Der Kommunikationsdynamik wird eine ganz zentrale Bedeutung beigemessen. Laut John Gottman hat das Verhältnis zwischen Lob und Kritik einen ganz wesentlichen Einfluss auf die Überlebensdauer einer Ehe. Ideal sei es, wenn auf eine kritische Äußerung fünf Komplimente folgten. Auch für Guy Bodenmann spielt die Kommunikation die wesentliche Rolle, weil die Scheidungswahrscheinlichkeit erheblich steige, wenn Paare rücksichtslos miteinander reden, sich regelmäßig gegenseitig provozieren oder ständig destruktive Kritik aneinander üben.
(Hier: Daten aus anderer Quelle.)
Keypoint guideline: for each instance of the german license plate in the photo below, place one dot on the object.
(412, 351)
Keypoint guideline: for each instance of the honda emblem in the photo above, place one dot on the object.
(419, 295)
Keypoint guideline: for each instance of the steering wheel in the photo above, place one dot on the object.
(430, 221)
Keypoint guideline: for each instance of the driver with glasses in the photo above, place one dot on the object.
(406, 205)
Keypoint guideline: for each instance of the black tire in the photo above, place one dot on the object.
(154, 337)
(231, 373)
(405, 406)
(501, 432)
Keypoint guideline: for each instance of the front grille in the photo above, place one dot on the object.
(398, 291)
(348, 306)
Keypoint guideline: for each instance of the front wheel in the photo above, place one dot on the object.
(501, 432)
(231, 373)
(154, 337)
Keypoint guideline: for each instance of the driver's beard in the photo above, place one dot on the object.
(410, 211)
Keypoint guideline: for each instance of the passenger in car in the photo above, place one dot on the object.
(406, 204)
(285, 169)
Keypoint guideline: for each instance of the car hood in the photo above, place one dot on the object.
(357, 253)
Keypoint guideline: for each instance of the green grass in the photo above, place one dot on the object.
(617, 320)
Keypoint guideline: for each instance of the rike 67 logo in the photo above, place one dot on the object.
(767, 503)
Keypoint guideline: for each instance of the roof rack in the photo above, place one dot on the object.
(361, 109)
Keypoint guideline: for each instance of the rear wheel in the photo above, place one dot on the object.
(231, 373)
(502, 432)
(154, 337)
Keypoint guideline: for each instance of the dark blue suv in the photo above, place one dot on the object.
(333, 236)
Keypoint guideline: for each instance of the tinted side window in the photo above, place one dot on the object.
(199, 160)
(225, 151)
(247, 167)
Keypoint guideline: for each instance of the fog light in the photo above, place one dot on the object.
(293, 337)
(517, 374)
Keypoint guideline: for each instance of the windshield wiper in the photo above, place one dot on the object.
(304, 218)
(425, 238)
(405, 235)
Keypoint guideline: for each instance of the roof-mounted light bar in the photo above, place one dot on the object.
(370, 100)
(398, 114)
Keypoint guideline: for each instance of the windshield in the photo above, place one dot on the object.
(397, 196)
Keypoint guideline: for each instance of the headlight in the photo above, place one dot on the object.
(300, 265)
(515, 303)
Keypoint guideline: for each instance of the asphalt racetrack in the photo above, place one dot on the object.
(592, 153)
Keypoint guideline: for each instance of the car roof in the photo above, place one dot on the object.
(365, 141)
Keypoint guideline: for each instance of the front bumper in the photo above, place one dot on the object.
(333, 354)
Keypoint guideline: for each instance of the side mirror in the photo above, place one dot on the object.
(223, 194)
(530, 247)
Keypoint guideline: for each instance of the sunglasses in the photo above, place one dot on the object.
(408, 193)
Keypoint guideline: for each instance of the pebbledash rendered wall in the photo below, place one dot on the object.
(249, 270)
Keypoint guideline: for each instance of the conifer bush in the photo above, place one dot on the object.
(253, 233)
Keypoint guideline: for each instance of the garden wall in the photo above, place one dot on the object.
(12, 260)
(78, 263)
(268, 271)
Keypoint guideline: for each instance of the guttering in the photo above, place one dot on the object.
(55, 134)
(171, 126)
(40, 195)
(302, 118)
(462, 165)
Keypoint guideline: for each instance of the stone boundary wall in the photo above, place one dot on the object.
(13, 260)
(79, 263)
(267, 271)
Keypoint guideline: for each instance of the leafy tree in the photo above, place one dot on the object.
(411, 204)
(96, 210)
Laut Bodenmann sind „heute eindeutige Risikofaktoren für eine negative Entwicklung der Partnerschaft und Scheidung bekannt". Und Bodenmann weiter in einem Artikel aus der „Psychologischen Rundschau": „Entgegen der in der Bevölkerung vertretenen Meinung, dass es sich dabei um Attraktivität, Status und so weiter handelt, zeigt die Forschung, dass vor allem emotionale Labilität (Neurotizismus) und ein Mangel an Kompetenzen bezüglich Kommunikation und Stressbewältigung prädiktive Bedeutung haben." Weitere in Psychologenkreisen allgemein anerkannte Scheidungsrisikofaktoren sind beispielsweise Termindruck, Freizeitstress, Nichtübereinstimmung in Moral- oder Rollenvorstellungen, zu starke Persönlichkeitsunterschiede oder familiäre Altlasten als Abkömmlinge von Scheidungseltern.
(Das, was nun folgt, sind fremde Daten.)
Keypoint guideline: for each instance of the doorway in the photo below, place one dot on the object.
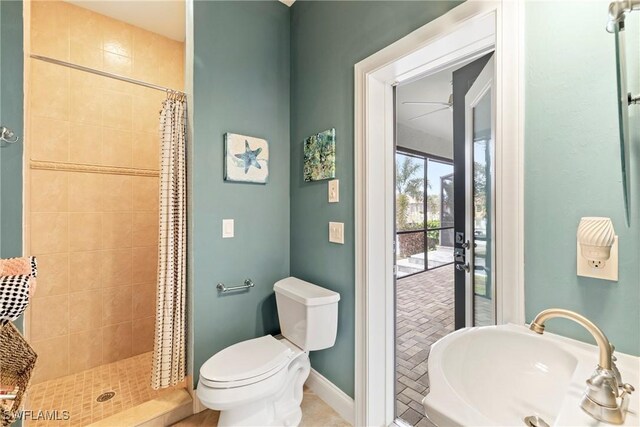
(444, 130)
(466, 33)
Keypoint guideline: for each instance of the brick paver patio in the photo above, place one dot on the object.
(424, 314)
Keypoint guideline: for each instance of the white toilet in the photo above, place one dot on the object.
(259, 382)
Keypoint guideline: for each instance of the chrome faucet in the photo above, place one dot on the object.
(606, 398)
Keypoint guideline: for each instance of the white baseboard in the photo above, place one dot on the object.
(341, 402)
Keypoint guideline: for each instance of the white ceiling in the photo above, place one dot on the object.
(436, 87)
(165, 17)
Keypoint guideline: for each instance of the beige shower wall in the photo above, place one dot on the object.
(93, 188)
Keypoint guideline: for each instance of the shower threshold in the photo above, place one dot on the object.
(73, 399)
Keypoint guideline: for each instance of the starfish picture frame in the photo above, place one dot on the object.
(246, 159)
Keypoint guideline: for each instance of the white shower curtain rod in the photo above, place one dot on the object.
(105, 74)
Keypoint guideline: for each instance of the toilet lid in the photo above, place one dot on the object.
(246, 359)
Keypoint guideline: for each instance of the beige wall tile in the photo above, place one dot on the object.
(86, 28)
(145, 193)
(118, 110)
(117, 230)
(85, 311)
(86, 105)
(83, 54)
(85, 144)
(49, 139)
(116, 305)
(118, 193)
(49, 90)
(146, 150)
(86, 348)
(49, 233)
(117, 148)
(116, 342)
(85, 271)
(53, 358)
(145, 265)
(85, 231)
(143, 335)
(82, 78)
(85, 192)
(53, 275)
(49, 191)
(117, 267)
(144, 300)
(145, 229)
(50, 317)
(117, 64)
(147, 116)
(117, 37)
(50, 29)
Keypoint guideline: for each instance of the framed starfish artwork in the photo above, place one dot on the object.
(320, 156)
(246, 159)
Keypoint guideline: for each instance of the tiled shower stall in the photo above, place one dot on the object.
(92, 189)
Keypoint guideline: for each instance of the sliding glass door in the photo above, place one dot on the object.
(424, 212)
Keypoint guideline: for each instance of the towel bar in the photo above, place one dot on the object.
(248, 283)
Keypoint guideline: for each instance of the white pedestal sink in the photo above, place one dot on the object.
(498, 375)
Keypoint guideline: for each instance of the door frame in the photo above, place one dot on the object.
(466, 32)
(475, 94)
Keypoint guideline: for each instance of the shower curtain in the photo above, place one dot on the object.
(169, 352)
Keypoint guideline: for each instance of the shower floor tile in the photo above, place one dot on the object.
(77, 394)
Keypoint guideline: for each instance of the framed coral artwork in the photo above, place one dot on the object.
(320, 156)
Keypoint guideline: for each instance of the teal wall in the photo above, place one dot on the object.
(241, 85)
(327, 39)
(572, 167)
(11, 115)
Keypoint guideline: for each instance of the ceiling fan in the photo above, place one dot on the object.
(446, 105)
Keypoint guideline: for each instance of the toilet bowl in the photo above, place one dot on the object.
(259, 381)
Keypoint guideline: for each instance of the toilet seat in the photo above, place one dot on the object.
(246, 363)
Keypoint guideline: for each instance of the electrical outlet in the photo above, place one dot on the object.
(334, 191)
(606, 270)
(227, 228)
(336, 232)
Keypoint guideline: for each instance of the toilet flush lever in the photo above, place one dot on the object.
(248, 283)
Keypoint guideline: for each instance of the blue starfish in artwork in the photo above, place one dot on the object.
(249, 157)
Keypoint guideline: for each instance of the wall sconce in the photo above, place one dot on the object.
(597, 254)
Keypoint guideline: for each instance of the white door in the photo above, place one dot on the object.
(480, 126)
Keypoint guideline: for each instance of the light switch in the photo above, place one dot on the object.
(334, 191)
(336, 232)
(227, 228)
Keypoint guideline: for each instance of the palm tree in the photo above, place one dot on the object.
(409, 184)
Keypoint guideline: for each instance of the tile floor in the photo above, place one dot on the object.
(128, 378)
(315, 413)
(424, 315)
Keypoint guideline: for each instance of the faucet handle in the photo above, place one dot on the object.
(602, 388)
(628, 389)
(614, 368)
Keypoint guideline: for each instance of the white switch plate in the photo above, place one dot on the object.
(336, 232)
(334, 191)
(227, 228)
(607, 272)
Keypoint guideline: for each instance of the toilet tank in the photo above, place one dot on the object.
(308, 313)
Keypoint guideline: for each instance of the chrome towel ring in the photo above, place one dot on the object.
(7, 136)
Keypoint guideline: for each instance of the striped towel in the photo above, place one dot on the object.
(21, 267)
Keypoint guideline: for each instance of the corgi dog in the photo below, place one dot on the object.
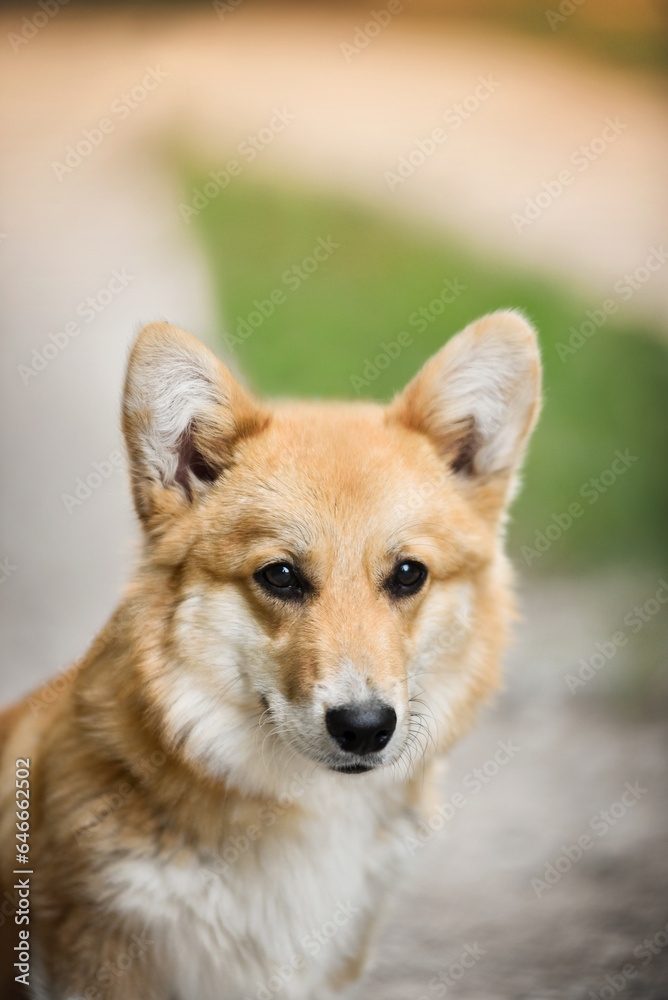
(216, 799)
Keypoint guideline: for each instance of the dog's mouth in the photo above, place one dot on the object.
(352, 768)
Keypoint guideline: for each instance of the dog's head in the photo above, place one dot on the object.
(326, 576)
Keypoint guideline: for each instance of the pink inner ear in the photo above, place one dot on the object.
(191, 463)
(466, 451)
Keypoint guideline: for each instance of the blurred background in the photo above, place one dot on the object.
(325, 193)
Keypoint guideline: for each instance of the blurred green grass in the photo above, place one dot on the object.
(610, 395)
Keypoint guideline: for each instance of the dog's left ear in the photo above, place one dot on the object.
(183, 415)
(477, 399)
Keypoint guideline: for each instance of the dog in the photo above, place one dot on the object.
(218, 793)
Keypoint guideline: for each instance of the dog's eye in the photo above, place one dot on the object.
(282, 580)
(407, 578)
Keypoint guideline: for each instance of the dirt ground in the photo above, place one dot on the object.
(469, 911)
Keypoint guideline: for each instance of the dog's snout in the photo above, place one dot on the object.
(361, 729)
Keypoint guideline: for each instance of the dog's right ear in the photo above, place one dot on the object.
(183, 413)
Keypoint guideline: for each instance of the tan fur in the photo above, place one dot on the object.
(198, 656)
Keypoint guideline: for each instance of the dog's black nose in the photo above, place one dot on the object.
(363, 728)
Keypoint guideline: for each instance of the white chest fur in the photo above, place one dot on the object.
(283, 907)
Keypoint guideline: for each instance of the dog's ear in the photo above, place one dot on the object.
(183, 413)
(477, 399)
Dass auch Charaktereigenschaften entscheidend dafür verantwortlich sind, dass das in freudiger Erwartung gegebene Jawort nicht eingehalten werden kann, hat jüngst auch eine Studie der beiden Soziologen Diederik Boertien und Dimitri Mortelsmann deutlich bewiesen. Die beiden hatten kürzlich ihre aus vergleichenden, in Deutschland, Großbritannien und dem flämischen Teil Belgiens erhobenen Daten gewonnenen Befunde im Fachjournal „Acta Sociologica" veröffentlicht.
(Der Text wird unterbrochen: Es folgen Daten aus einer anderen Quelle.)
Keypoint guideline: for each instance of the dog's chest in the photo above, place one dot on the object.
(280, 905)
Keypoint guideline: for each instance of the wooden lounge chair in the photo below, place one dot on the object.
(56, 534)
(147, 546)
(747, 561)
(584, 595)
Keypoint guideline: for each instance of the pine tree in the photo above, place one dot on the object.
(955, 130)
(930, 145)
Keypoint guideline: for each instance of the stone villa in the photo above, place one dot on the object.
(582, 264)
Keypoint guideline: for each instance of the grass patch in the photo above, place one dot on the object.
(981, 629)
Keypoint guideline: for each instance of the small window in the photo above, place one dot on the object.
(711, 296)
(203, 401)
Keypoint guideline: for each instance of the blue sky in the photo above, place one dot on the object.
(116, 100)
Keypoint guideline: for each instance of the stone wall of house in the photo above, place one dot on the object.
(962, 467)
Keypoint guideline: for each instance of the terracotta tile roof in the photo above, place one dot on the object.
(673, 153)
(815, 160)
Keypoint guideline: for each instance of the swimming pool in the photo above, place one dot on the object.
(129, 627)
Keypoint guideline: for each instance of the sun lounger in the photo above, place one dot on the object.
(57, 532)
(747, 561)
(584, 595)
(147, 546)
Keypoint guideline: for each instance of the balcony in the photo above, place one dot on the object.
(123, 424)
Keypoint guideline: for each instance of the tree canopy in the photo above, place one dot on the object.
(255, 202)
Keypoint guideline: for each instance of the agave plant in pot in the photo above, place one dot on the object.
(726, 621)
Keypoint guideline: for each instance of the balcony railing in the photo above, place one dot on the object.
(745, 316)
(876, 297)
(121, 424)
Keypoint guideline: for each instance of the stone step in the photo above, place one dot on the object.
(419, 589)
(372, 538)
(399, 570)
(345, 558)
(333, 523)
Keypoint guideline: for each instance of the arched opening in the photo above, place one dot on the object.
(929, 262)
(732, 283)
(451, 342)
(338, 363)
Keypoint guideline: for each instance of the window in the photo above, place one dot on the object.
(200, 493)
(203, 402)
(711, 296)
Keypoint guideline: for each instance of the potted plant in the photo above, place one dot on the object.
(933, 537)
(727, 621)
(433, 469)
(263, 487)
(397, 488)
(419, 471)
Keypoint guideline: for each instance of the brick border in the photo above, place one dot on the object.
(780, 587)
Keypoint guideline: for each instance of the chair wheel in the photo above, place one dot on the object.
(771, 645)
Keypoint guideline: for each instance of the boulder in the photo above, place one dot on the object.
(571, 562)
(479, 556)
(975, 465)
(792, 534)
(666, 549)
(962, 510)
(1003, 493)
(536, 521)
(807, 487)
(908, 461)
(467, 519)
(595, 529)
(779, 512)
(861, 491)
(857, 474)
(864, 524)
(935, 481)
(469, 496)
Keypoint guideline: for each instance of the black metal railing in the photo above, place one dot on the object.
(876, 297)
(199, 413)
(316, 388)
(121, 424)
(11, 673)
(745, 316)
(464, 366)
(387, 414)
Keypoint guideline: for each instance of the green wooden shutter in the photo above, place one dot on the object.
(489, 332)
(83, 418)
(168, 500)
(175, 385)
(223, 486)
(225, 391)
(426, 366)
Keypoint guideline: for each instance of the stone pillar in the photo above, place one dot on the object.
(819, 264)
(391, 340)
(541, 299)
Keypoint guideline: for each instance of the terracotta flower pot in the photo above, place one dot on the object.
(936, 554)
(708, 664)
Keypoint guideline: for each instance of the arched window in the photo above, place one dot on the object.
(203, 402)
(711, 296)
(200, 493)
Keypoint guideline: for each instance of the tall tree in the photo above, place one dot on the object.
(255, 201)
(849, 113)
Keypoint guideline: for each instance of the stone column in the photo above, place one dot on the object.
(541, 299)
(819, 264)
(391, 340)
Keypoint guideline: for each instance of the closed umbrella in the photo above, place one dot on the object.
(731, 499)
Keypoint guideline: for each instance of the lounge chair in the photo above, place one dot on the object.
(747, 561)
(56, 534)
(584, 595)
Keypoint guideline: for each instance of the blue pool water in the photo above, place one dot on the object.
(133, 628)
Zum besseren Verständnis der Studie soll vorab darauf hingewiesen werden, dass in der Persönlichkeits-Psychologie gemeinhin mit einem Fünf-Faktoren-Modell, den sogenannten Big Five, gearbeitet wird. Demzufolge lassen sich alle Menschen danach einteilen, wie ausgeprägt die fünf Persönlichkeitsmerkmale Offenheit/Aufgeschlossenheit für Erfahrungen, Gewissenhaftigkeit, Geselligkeit/Extraversion, Verträglichkeit/Empathie (als Gegenteil von Egoismus) und Unsicherheit/Labilität/Neurotizismus bei ihnen sind. Die beiden Forscher konnten nachweisen, dass besonders das Persönlichkeitsmerkmal Extraversion ein hohes Scheidungspotenzial in sich trägt. Sprich: Gesellige und spaßorientierte Menschen neigen demnach eher zur Scheidung als solche mit hohen Werten bei den Merkmalen Verträglichkeit oder Gewissenhaftigkeit. Und auch Menschen mit starker Ausprägung von Unsicherheit/Neurotizismus können demzufolge als besonders scheidungsgefährdet angesehen werden.